Coupla thoughts on the election

There was a time – and it just wasn’t all that long ago – when the President-elect’s thrice-married status would have been the big news. The thing people would have tsked-tsked about, the aspect of his character that we would have found – or been told to find – concerning. Ha. Ha. Ha. Gee, that sounds like the Good Old Days.

You know what I never liked? When two or more people have some kind of knock-down, drag-out, ugly-piece-of-business fight, and then afterward, somebody either makes them or tells them to “shake hands and make up.” That’s always hit a false note with me. And that’s how it feels now. Shake hands and make up. Right. Now.

I remind myself this country has been far more divided than it is in this moment. Blood relatives shot and killed one another in the Civil War. The phrases you often hear are “brother against brother” and “families torn apart.” This isn’t like that. I know. And– we kind of patched that up too. It’s not like there’s a border guard at the Mason-Dixon line where you have to show papers to cross to the other side. There aren’t two governments, North and South. I guess I’m saying – I’m telling myself – if those folks managed to get themselves back on some kind of track as roughly one country, we should be able to as well.

I also remind myself – because I must – this is the same country that elected our current President not once but twice! And recently at that. But, but…. I’m a might confused. How can we be BOTH? Are we really that fickle a country? Is it as I fear that we are a child-like people who want – demand – instant gratification? Who are never satisfied with our lot, whatever it may be? Do we constantly insist somebody “fix” everything and when they don’t/can’t/won’t, jump to the next person or faction who assures us they will?

Do we really as a people want to talk about “tough tines” and our hard lives when many of those people who lived through the Great Depression still walk among us? When people who were subjected to a segregated U.S. – and all the atrocities which came with it – are still here to remember?  I mean to say that as a nation we seem to run from one thing to the next, we seem to always want more than what we have; no, insist we deserve more. (Ironically, it is the very flamboyant existence of high-profile individuals like our President-elect who help create this very dissatisfaction – this very American dissatisfaction.)

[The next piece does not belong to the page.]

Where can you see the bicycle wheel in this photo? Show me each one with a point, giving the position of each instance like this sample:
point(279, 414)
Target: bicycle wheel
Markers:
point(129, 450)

My sense of humor is at low tide this week but hasn’t entirely escaped me… If you don’t know the movie “Monty Python and the Holy Grail,” let me share something from it that’s been going through my mind. There’s a wedding scene that turns into a killing brawl. To patch things up between the aggrieved parties, the father of the groom says, “Now now, let’s not bicker and argue about who killed who, this is supposed to be a happy occasion!”

Right. This is supposed to be a happy occasion.

(Note: I’m currently having internet woes and may not see or be able to respond to comments right away, my advance apologies.)